Signs are market stabilization as US-China trade talks back on, reports Ashraf Laidi.

Global risk appetite improves across the board after U.S. and Chinese officials announced the resumption of trade talks via telephone, aimed at completing the phase 1 of the US-China trade deal.

The Cboe Volatility Index (VIX) is nearing its lowest level in more than two months, while crude oil attempts retesting its 55-day moving average of $26.00. 

The U.S. Treasury’s plan to borrow nearly $3 trillion between April and June to finance the government’s response to the Coronavirus economic fallout, means the Federal deficit will exceed $4 trillion for the year. This may not be an immediate problem as long as the Federal Reserve is ready to buy up U.S. debt. But the fact that the debt jubilee (debt forgiveness) has been making the rounds and rumblings about the US reconsidering paying its debt obligations to foreign investors, with whom it has political/commercial disagreements, may raise a more serious question for a later time.
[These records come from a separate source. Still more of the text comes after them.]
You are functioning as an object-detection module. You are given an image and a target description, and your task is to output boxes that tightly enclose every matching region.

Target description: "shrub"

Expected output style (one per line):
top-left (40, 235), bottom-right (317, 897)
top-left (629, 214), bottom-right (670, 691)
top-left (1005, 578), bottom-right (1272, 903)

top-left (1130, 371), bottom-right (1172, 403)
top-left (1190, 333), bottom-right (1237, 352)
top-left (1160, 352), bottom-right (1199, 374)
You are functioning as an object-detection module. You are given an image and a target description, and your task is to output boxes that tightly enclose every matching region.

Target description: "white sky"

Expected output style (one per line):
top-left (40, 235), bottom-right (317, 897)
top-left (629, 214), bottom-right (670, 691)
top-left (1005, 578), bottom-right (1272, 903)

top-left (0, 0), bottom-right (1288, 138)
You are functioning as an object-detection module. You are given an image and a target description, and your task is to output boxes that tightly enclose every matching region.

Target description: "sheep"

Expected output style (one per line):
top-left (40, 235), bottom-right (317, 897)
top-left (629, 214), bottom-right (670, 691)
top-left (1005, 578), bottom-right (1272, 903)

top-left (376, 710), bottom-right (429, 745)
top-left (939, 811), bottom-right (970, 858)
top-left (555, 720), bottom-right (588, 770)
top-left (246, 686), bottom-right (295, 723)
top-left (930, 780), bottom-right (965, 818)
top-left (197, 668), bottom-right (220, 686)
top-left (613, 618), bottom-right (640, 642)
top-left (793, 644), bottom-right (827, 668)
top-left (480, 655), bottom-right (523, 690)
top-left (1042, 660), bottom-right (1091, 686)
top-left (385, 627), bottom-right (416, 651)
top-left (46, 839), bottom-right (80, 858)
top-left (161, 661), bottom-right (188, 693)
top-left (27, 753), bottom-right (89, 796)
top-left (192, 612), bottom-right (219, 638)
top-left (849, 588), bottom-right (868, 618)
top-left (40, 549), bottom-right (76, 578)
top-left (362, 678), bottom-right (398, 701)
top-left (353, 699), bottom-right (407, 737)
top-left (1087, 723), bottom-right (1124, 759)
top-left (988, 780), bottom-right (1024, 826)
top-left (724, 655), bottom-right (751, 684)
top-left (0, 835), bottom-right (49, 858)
Meanwhile, in a sign of stabilization, U.S. stock indices have not had a +(-) 3% day in more than weeks, while the VIX is nearing two-month low. SPX eyes 2920 and the Dow Jones Index 24200.

The British pound (GBP) was temporarily boosted by the Bank of England’s decision to vote unanimously at keeping rates unchanged at 0.10% and bond purchases steady a £645 billion ($797 billion).  As the cable retests 1.2280s, the euro/pound cross (EURGBP) extends gains towards 0.8830s.

GBP lost its post-BoE gain to break below 1.23, dragging down all GBP crosses. U.S. weekly jobless claims hit nearly 3.2 million last week, down from 3.8 million the prior week and the record 6.9 million seen in late March. Total claims have now reached 33 million over the past seven weeks.